The Babysitter Binder {Letting Your Mom Brain Escape Your Body}

I babysat from the time I turned 14 until I had my first kid. I babysat all ages and stages in all sorts of environments. I took care of children, cats, dogs, and a turtle once. My favorite homes to babysit for were homes with organized mamas. They usually had a notebook filled with notes on lunches, suppers, snacks, maybe even some activity ideas. It was SO easy to have that notebook. I took it with me when we went to the pool or other outings because in those days, we didn’t have cell phones with everyone and their mama’s contact info, and I couldn’t look up phone numbers or addresses with the touch of a button. I had to do my research beforehand and hope to God the pool hadn’t been relocated. 

Those mamas made an impression on me, so when I became a mama employing a babysitter, I used their inspiration and created: The Babysitter Binder.

The Babysitter Binder

My babysitter binder is tabbed into different sections to please my color-coding heart. Here is the info I include:

Identifying Information: I have one sheet with our children’s full names and dates of birth. When we recently left the kids for the first time overnight for consecutive days, I also include their social security numbers. 

Emergency Contacts: This has my husband’s cell and work numbers, my cell number, our nearest relative’s phone number and address, and our parents’ addresses and phone numbers. 

Medical Information: Our pediatrician’s name/phone number / address and our preferred hospital is on the first page, followed by the kids’ vitamin / supplement schedule. The next pages contain health conditions and treatments. I leave one page for each child, and if there are no preexisting conditions, I write that on their page. My son has asthma, so his page will have his diagnosis [asthma], his specialist doctor’s name / address / phone number, symptoms to watch for [coughing fit, red faced, trouble speaking], and treatment [one puff of RED inhaler with six deep breaths].

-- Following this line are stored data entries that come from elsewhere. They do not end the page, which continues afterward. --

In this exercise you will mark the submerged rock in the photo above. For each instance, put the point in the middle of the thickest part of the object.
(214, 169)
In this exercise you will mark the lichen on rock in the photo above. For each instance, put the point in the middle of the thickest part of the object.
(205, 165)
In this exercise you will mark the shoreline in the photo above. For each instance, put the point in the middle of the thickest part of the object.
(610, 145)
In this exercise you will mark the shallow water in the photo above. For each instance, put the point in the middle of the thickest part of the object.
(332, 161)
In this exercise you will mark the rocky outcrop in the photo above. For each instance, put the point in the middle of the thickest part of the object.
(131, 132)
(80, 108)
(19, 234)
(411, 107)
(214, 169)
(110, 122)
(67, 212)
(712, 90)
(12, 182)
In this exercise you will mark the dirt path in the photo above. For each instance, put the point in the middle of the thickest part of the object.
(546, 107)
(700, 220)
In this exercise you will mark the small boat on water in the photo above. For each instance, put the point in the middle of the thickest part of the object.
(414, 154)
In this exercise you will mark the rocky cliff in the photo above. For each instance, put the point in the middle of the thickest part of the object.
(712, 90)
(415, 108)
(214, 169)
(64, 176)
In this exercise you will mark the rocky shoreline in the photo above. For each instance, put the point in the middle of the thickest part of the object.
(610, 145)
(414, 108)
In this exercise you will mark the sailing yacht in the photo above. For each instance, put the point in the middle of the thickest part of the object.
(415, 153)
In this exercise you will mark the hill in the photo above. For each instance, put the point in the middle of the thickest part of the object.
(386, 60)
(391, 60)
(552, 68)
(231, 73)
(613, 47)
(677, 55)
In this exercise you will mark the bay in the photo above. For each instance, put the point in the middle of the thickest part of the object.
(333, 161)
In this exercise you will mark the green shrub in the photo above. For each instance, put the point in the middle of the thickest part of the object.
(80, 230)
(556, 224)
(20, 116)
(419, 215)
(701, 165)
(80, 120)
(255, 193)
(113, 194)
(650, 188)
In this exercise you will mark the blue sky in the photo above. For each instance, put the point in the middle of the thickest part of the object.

Daily Flow: We don’t “schedule” our day, per se, but there is definitely a way every day flows. 

Access Codes: Here are things like the code for the garage door and security system, WiFi and Netflix passwords, and how to work the Playstation.

Bedtime Routines: These are so similar in our home for both naptime and “night-sleep” that I lump them together in one section. 

Rules: Because my kids will LIE to ya face. Rules like “no video games unless specifically written permission is given” or “must wear shoes outside because of piquants” or “no sprinkler unless specifically written permission is given.”

Tips/Tricks: I leave things here like interpretations of current word-attempts so the sitter knows wth my kid is trying to say:

pa-pa = paci
bah-bah = barney
danee gahgah = daniel tiger

Pick-Up/Drop Off Procedures: I included this when I gave birth to our last. We needed family members to be able to complete this task for us, and each school has different rules. One of ours requires a particular key tag to be present at pick-up, so I kept a baggie in my binder that contained two of them. 

I have thought about adding a “Food” section with ideas for snacks and meals, but I honestly usually just write any suggestions on the entry for the specific day the sitter is here.

At the end of all this is a whole lotta looseleaf. When a sitter is coming, I’ll write the date at the top of the page and any additional rules, permission, or food ideas on that page. I’ll also add any “baby has a bad diaper rash right now, please follow these instructions” or “everyone is snotty, please give the following medications at naptime.”

The best thing about the binder is it is ever-changing. I feel at ease knowing part of my mom-brain is living outside of my body and that the children can, in fact, live without their mom for four hours. 

Sarah Keating
Sarah is a 30-something mom of four children under six and wife to her high-school sweetheart. She returned to Acadiana two years ago following her husband’s completion of medical school and residency in Shreveport. After the move, Sarah switched gears from full-time pediatric speech-language pathologist and working mom to full-time stay-at-home mom to her brood. Her current hobbies include “speech-therapizing” her children, re-reading the Outlander series, catching up on her Netflix queue after the kids go to bed, completing XHIT videos at naptime, and taking her medication every morning. She loves and respects the sacredness of motherhood, but sometimes you just have to let go and laugh it out. Motherhood has been the most humbling, and empowering journey she has experienced.